Обсуждение: Path case sensitivity on windows
Bug #4694 (http://archives.postgresql.org/message-id/200903050848.n258mVgm046178@wwwmaster.postgresql.org) shows a very strange behaviour on windows when you use a different case PATH >From what I can tell, this is because dir_strcmp() is case sensitive, but paths on windows are really case-insensitive. Attached patch fixes this in my testcase. Can anybody spot something wrong with it? If not, I'll apply once I've finished my test runs:-) //Magnus diff --git a/src/port/path.c b/src/port/path.c index 708306d..d7bd353 100644 --- a/src/port/path.c +++ b/src/port/path.c @@ -427,7 +427,12 @@ dir_strcmp(const char *s1, const char *s2) { while (*s1 && *s2) { +#ifndef WIN32 if (*s1 != *s2 && +#else + /* On windows, paths are case-insensitive */ + if (tolower(*s1) != tolower(*s2) && +#endif !(IS_DIR_SEP(*s1) && IS_DIR_SEP(*s2))) return (int) *s1 - (int) *s2; s1++, s2++;
Magnus Hagander <magnus@hagander.net> writes: > Attached patch fixes this in my testcase. Can anybody spot something > wrong with it? It depends on tolower(), which is going to have LC_CTYPE-dependent behavior, which is surely wrong? regards, tom lane
Tom Lane wrote: > Magnus Hagander <magnus@hagander.net> writes: >> Attached patch fixes this in my testcase. Can anybody spot something >> wrong with it? > > It depends on tolower(), which is going to have LC_CTYPE-dependent > behavior, which is surely wrong? Not sure, really :) That's the encoding we'd get the paths in in the first place, is it not? Or are you just saying we should be using pg_tolower()? (which I forgot about yet again) //Magnus
Magnus Hagander <magnus@hagander.net> writes: > Tom Lane wrote: >> It depends on tolower(), which is going to have LC_CTYPE-dependent >> behavior, which is surely wrong? > Or are you just saying we should be using pg_tolower()? (which I forgot > about yet again) Well, I'd be happier with pg_tolower, because I know what it does.
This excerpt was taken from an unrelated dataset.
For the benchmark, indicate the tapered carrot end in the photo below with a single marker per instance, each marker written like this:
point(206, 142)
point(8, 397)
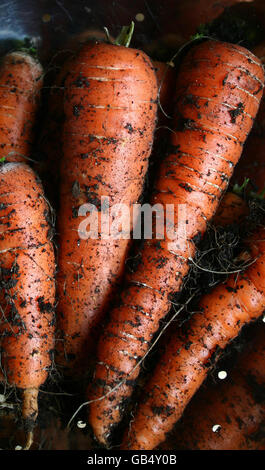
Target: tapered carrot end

But the real question here is what does "case insensitivity" on file names actually mean in Windows --- ie, what happens to non-ASCII letters? regards, tom lane
Tom Lane wrote: > Magnus Hagander <magnus@hagander.net> writes: >> Tom Lane wrote: >>> It depends on tolower(), which is going to have LC_CTYPE-dependent >>> behavior, which is surely wrong? > >> Or are you just saying we should be using pg_tolower()? (which I forgot >> about yet again) > > Well, I'd be happier with pg_tolower, because I know what it does. > But the real question here is what does "case insensitivity" on > file names actually mean in Windows --- ie, what happens to non-ASCII > letters? The filesystem itself is UTF-16. I would assume the "system default" locale controls the case insensitivity, but I'm not sure about that. Reading up some, it seems the collation is actually stored in a hidden file on the NTFS volume... It seems to differ between different versions of windows from what I can tell, but since this is written to the fs, it's ok. I have not found a way to actually *get* the locale.. Or even to compare two filenames. There is a function called GetFullPathName(), but I'm not sure how to use it for this. However. I don't think it's really critical that we deal with all corner cases for this. It's not likely that the user would be using any really weird locale-specific combinations *differently* in the PATH variable vs the commandline, or something like that... And this only shows up when the binary is found in the PATH and not through a fully specified directory. This is, AFAICT, the only case where they can differ. This is the reason why we haven't had any reports of this before - nobody using the installer, or doing even a "normal style" install would ever end up in this situation. //Magnus
Magnus Hagander <magnus@hagander.net> writes: > And this only shows up when the binary is found in the PATH and not > through a fully specified directory. This is, AFAICT, the only case > where they can differ. This is the reason why we haven't had any reports > of this before - nobody using the installer, or doing even a "normal > style" install would ever end up in this situation. Hmm. Well, if we use pg_tolower then it will only do the right thing for ASCII letters, but it seems like non-ASCII in the path leading to the postgres binaries would be pretty dang unusual. (And I am not convinced tolower() would get it right either --- it certainly won't if the encoding is multibyte.) On balance I'd suggest just using pg_tolower and figuring it's close enough. regards, tom lane
On Thursday 02 April 2009 18:29:45 Tom Lane wrote: > Hmm. Well, if we use pg_tolower then it will only do the right thing > for ASCII letters, but it seems like non-ASCII in the path leading to > the postgres binaries would be pretty dang unusual. Well, Windows localizes the directory names like C:\Program Files, so it is entirely plausible to have non-ASCII path names across the board in certain locales.